La fabrique de l’être

Il fait froid ce matin, mais la pluie a cessé.

Prendre le temps. Cela peut paraitre bien étrange, le temps nous est offert pour la fabrique de l’être – équivalent du travail des abeilles qui fabrique du miel. Nous, nous fabriquons de l’être. Le temps est donc très précieux pour nous, comme le pollen pour les abeilles. Il faut que nous apprenions à le récolter, et à le transformer, afin de fabriquer de l’être.

La fabrique de l’être est une entreprise à la fois individuelle et collective. Elle a une dimension d’intériorité et d’extériorité. Elle n’est qu’en partie régie par des lois et des règles extérieures, écrites, conservées et transmises. C’est le rôle des institutions, dont la première est le langage.

Dans le langage les codes de la fabrique de l’être se transmettre d’une génération à l’autre. Hors du langage, la transmission de la fabrique de l’être cesse. Le langage est le domaine où nous fabriquons l’être ensemble dans la compréhension mutuelle. Lorsque la compréhension cesse, l’être disparait avec elle.

Il faut prendre le temps, parce qu’en lui l’être vient au monde. Prendre le temps, c’est faire le don de sa présence, afin que l’être advienne.

La lumière des mots

Faire venir à la lumière des mots les intuitions qui émergent du fond de l’être est parfois difficile et source de frustration. Il serait aisé de laisser faire, de passer mon tour et d’oublier ce travail d’écriture ; me contenter d’y penser dans ma tête. Pourquoi aller plus loin ? La raison est simple, parce que ça contribue à enrichir la vie, à la rendre plus belle. Pour cela, il faut la choisir avec tout son coeur et tout son esprit. Parfois, il faut prendre une pause. Arrêter, et ne rien faire d’autre qu’être présent à ce qui est. C’est comme respirer. Prendre le temps de se retirer de l’agir, du faire et des soucis du monde, simplement pour être, et aller boire au puits intérieur l’eau de la vie. C’est essentiel pour traverser les déserts du monde dans lequel nous vivons, sans nous perdre ou mourrir de soif.

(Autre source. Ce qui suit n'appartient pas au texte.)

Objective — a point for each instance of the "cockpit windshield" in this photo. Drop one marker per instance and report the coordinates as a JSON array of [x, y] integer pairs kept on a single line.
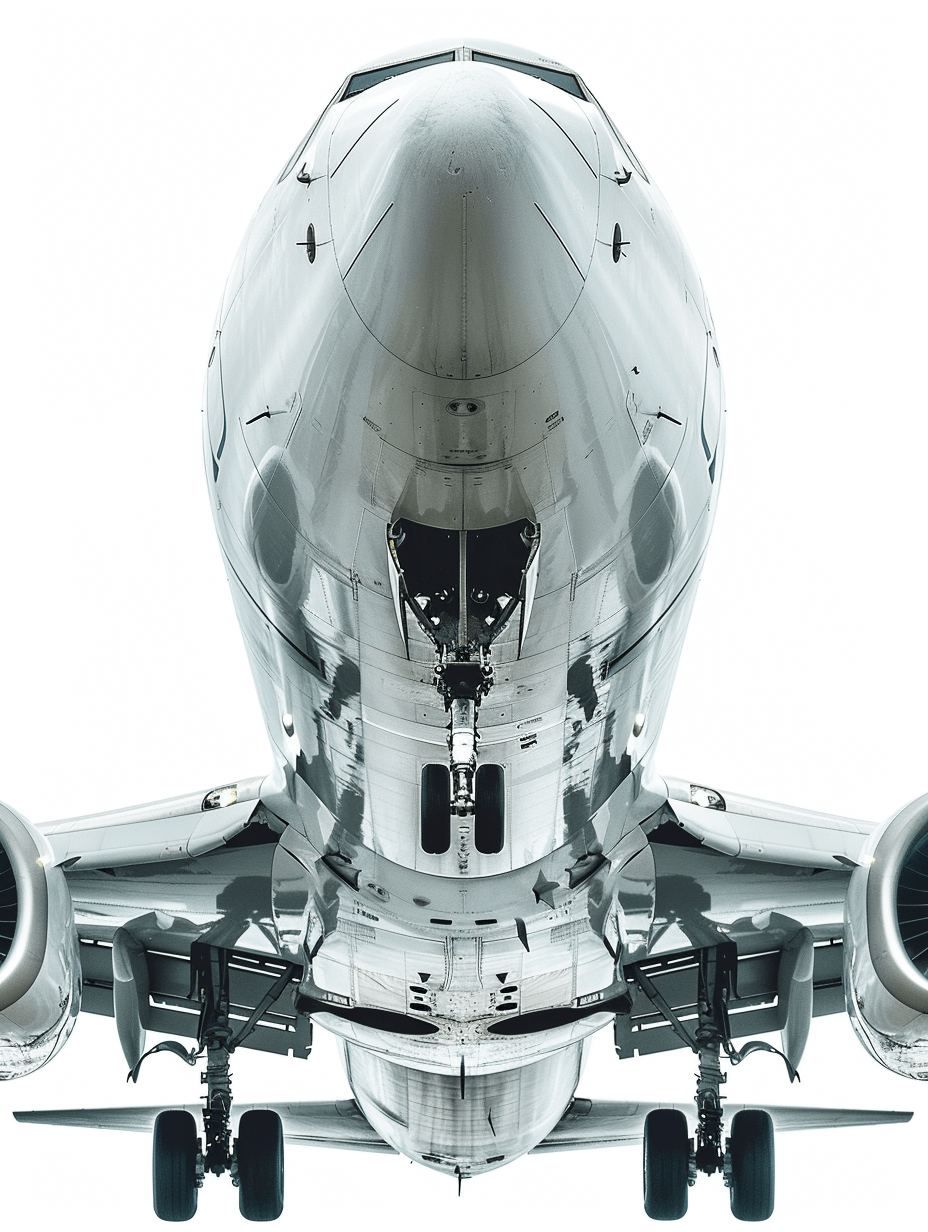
[[553, 77], [562, 80], [374, 77]]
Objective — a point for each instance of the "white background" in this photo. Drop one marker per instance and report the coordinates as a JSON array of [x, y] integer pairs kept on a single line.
[[137, 141]]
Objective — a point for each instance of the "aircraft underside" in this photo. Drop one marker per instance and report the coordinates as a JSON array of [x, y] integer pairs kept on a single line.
[[464, 435]]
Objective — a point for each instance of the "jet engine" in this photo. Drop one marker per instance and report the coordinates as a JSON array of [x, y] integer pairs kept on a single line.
[[886, 943], [40, 962]]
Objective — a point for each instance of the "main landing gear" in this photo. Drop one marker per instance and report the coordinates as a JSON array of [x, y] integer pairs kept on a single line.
[[746, 1158], [180, 1158]]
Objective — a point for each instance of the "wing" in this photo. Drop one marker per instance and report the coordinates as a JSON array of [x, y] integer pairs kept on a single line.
[[153, 888], [611, 1124], [765, 882], [341, 1124], [319, 1124], [758, 829]]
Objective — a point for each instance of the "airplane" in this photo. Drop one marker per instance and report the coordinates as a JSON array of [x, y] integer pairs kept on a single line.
[[465, 763]]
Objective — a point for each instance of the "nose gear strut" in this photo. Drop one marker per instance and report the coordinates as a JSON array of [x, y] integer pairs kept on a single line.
[[464, 683]]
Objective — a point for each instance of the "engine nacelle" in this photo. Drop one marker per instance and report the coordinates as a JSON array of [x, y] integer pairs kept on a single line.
[[40, 961], [886, 943]]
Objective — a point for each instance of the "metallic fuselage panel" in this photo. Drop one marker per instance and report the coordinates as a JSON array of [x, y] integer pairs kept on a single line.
[[464, 232]]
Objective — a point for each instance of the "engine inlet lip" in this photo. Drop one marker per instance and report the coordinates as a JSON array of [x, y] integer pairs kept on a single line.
[[21, 966], [892, 965]]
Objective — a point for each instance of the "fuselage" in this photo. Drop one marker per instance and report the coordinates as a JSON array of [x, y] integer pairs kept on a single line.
[[462, 320]]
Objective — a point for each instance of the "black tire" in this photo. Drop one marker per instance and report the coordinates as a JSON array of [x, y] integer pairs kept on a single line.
[[259, 1152], [752, 1163], [174, 1151], [489, 810], [666, 1164], [435, 810]]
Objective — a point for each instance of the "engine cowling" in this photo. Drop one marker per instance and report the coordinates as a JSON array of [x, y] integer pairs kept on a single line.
[[886, 943], [40, 961]]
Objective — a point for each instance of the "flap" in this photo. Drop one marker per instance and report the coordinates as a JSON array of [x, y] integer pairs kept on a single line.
[[168, 829], [589, 1124], [758, 829], [319, 1124]]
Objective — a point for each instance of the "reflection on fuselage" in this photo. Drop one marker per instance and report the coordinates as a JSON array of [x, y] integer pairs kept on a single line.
[[433, 340]]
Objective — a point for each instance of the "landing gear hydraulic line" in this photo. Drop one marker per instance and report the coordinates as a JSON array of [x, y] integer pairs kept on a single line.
[[255, 1161], [709, 1151]]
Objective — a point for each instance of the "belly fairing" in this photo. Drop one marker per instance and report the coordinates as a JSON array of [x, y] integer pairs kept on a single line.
[[464, 1125]]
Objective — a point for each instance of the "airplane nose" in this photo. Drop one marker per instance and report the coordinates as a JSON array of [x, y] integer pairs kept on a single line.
[[464, 212]]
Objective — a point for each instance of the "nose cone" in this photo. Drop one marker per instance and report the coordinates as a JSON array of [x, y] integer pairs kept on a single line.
[[464, 208]]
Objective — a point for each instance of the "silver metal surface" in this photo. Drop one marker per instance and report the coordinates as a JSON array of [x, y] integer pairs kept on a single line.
[[459, 309]]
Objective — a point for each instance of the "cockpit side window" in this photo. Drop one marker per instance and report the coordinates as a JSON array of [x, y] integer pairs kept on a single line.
[[553, 77], [374, 77]]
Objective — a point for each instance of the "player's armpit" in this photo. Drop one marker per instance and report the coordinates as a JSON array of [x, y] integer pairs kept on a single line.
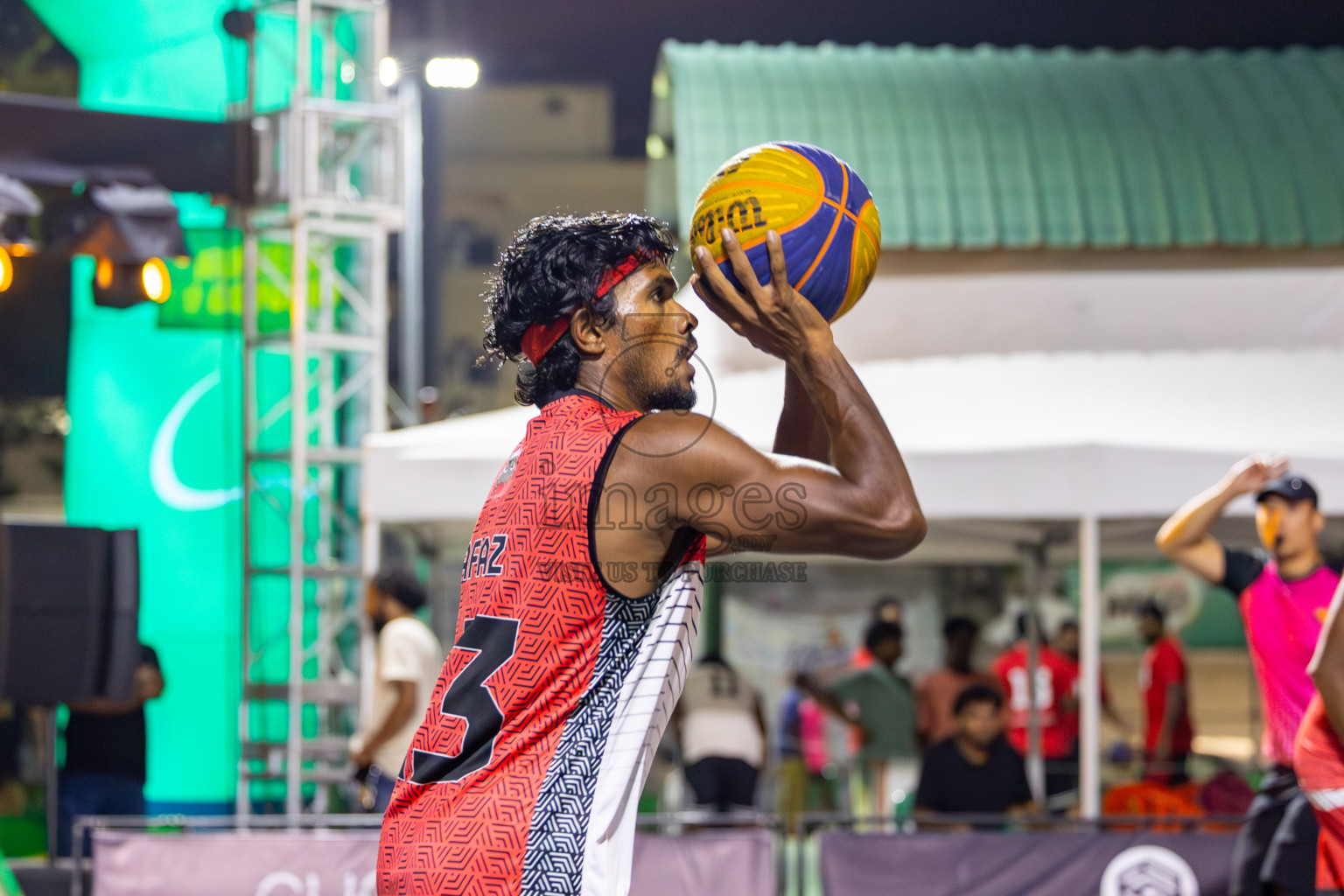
[[1206, 559], [677, 471]]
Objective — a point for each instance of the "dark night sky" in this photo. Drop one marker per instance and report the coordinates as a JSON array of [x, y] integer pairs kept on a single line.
[[617, 42]]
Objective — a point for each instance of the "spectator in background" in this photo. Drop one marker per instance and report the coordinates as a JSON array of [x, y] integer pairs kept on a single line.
[[1051, 692], [1066, 644], [802, 751], [885, 610], [409, 662], [722, 735], [880, 704], [1283, 597], [1319, 752], [105, 752], [937, 693], [1164, 690], [975, 770]]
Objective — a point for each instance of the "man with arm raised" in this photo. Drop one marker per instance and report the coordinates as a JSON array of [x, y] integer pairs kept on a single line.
[[581, 589], [1283, 597]]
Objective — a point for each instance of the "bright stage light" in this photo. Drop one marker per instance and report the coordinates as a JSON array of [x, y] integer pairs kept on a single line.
[[153, 278], [452, 73]]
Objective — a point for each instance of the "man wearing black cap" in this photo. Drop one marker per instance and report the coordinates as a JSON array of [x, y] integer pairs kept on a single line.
[[1284, 595]]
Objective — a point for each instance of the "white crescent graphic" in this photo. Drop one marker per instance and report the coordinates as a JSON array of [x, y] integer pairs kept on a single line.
[[163, 474]]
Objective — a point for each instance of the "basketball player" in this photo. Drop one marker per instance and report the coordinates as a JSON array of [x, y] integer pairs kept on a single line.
[[1319, 752], [1283, 598], [581, 590]]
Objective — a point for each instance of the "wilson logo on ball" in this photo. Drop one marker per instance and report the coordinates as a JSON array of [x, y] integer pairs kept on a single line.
[[822, 210]]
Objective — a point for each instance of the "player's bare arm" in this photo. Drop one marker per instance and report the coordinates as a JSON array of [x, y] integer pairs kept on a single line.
[[1184, 537], [682, 471]]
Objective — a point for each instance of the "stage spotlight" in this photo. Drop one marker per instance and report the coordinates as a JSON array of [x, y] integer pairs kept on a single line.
[[452, 73], [128, 284], [155, 280]]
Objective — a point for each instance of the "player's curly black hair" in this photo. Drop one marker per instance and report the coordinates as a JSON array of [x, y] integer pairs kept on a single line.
[[550, 270]]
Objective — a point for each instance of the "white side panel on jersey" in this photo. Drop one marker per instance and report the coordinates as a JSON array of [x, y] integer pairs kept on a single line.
[[642, 710]]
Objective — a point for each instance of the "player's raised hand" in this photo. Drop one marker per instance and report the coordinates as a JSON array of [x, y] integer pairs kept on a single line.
[[1256, 472], [773, 318]]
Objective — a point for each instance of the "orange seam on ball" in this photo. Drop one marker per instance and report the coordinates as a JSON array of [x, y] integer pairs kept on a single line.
[[835, 228], [805, 192]]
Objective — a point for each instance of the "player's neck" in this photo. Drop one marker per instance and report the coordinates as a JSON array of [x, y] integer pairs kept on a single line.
[[1300, 564], [606, 388]]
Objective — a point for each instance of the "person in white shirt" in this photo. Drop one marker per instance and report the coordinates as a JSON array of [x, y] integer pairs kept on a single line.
[[409, 662], [722, 731]]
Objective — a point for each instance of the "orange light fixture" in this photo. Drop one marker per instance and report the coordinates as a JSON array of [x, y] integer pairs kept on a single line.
[[155, 280], [102, 274]]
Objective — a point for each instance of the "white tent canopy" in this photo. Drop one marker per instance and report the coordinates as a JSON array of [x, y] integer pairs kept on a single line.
[[1060, 436]]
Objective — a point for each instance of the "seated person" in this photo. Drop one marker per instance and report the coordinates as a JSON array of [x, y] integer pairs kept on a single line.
[[975, 770]]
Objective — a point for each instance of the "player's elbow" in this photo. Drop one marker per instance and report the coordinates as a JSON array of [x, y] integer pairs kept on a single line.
[[1166, 542], [898, 532]]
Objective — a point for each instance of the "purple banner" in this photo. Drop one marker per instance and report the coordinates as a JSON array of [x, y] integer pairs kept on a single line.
[[235, 864], [706, 864], [1027, 864], [341, 864]]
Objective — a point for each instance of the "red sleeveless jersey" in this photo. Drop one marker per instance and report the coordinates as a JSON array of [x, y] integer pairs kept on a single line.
[[526, 773]]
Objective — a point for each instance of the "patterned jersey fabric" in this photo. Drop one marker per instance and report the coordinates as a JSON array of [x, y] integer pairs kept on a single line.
[[526, 773]]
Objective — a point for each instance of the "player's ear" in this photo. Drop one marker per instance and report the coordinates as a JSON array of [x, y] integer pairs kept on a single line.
[[588, 332]]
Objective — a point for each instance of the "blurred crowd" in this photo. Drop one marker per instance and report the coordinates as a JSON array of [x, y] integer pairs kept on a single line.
[[965, 740]]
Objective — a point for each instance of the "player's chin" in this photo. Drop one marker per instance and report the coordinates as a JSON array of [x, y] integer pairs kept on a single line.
[[672, 396]]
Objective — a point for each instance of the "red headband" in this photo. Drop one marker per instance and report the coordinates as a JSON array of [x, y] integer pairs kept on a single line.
[[542, 338]]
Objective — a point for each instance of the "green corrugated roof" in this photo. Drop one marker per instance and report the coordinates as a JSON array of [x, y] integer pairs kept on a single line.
[[1023, 148]]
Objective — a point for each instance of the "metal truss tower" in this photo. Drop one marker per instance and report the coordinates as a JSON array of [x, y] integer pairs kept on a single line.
[[315, 382]]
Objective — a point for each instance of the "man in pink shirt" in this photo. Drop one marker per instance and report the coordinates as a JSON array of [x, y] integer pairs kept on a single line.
[[1283, 597]]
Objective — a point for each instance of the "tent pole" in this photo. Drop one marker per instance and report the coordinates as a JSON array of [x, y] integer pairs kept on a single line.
[[1032, 567], [1088, 685]]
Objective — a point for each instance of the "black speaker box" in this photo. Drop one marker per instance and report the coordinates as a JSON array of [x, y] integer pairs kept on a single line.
[[72, 612]]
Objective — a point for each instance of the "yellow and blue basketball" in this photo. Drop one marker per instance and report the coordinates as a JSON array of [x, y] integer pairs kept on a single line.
[[822, 213]]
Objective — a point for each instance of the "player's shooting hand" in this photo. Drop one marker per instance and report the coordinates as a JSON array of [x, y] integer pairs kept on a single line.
[[772, 318], [1254, 472]]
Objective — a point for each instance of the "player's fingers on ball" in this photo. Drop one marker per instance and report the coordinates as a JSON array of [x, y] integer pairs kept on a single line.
[[739, 263], [779, 265], [718, 283]]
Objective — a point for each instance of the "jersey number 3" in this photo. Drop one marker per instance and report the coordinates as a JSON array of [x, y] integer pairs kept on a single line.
[[494, 640]]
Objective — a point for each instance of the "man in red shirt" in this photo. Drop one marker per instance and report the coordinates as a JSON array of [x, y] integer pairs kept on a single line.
[[1051, 692], [1163, 687]]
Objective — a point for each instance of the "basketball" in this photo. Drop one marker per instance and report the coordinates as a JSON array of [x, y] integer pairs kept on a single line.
[[822, 210]]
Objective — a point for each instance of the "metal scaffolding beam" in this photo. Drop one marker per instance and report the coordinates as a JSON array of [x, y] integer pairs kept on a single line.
[[328, 193]]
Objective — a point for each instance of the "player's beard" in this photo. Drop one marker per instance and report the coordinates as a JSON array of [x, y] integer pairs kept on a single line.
[[664, 393], [672, 398]]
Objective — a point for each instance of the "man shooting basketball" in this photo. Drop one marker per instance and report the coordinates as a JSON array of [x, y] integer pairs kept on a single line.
[[581, 590]]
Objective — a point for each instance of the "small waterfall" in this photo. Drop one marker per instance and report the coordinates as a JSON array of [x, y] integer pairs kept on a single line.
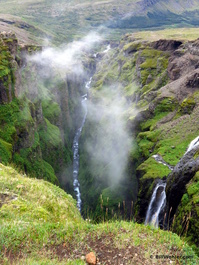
[[193, 144], [156, 205], [76, 184]]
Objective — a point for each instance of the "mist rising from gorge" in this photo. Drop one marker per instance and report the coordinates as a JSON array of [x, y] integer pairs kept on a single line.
[[109, 149]]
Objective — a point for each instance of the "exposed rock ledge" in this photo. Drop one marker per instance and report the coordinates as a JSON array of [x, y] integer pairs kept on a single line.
[[183, 172]]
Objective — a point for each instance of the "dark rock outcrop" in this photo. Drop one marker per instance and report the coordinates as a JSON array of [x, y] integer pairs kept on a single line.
[[177, 180]]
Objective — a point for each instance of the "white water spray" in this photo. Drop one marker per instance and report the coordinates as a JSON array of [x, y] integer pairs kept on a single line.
[[76, 184], [193, 144], [156, 205]]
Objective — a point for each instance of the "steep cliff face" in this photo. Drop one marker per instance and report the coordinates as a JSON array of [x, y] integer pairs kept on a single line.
[[160, 82], [38, 114]]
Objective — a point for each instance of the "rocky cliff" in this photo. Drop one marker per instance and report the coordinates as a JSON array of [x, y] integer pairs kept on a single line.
[[159, 80], [38, 114], [157, 87]]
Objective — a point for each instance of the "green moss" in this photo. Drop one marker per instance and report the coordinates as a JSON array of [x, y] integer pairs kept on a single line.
[[152, 169], [51, 110], [146, 141], [189, 210], [5, 151], [187, 106], [50, 134]]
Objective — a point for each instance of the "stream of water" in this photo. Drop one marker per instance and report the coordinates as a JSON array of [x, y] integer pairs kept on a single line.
[[156, 205], [76, 184]]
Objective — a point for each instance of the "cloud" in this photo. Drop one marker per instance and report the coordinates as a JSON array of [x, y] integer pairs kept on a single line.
[[67, 58], [109, 150]]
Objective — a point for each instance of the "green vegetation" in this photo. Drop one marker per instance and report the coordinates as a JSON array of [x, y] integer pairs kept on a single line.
[[188, 211], [40, 224]]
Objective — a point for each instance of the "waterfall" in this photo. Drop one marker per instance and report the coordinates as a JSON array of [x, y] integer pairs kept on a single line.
[[193, 144], [76, 184], [156, 205]]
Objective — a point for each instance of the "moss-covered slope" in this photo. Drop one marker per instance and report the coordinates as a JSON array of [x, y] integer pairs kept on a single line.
[[40, 224]]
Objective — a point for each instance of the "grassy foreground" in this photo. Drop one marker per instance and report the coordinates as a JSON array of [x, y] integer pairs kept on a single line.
[[39, 224]]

Je crois que notre mission consiste à contribuer à l’élan évolutif de la vie, le mieux que l’on peut. Pour cela, il est essentiel que nos actions émergent de notre enracinement dans l’être.

Je dis tellement de choses de différentes façons, j’ai peine à me suivre. Il est très difficile d’imaginer comment quelqu’un d’autre peut suivre et comprendre ce que j’essaie de dire. J’avance dans une clairière de mots. Certains jours, le ciel est couvert ; je ne vois presque plus rien. D’autres jours, tout semble clair et lumineux, j’ai l’impression de courir sur les mots ; mais cela ne dure jamais longtemps. Vient un temps où le ciel du langage s’obscurcit. Je suis de nouveau dans un épais brouillard à chercher les mots sur lesquels me poser pour éclairer le chemin. J’avance à tâtons, sans trop savoir où je vais. Sans que je puisse m’y attendre une clairière s’ouvre sur un horizon de sens encore inexploré. C’est l’aventure de la pensée qui accompagne et soutient la venue de l’expérience dans la clarté du langage. C’est l’intention qui motive et oriente mon écriture quotidienne dans ce journal.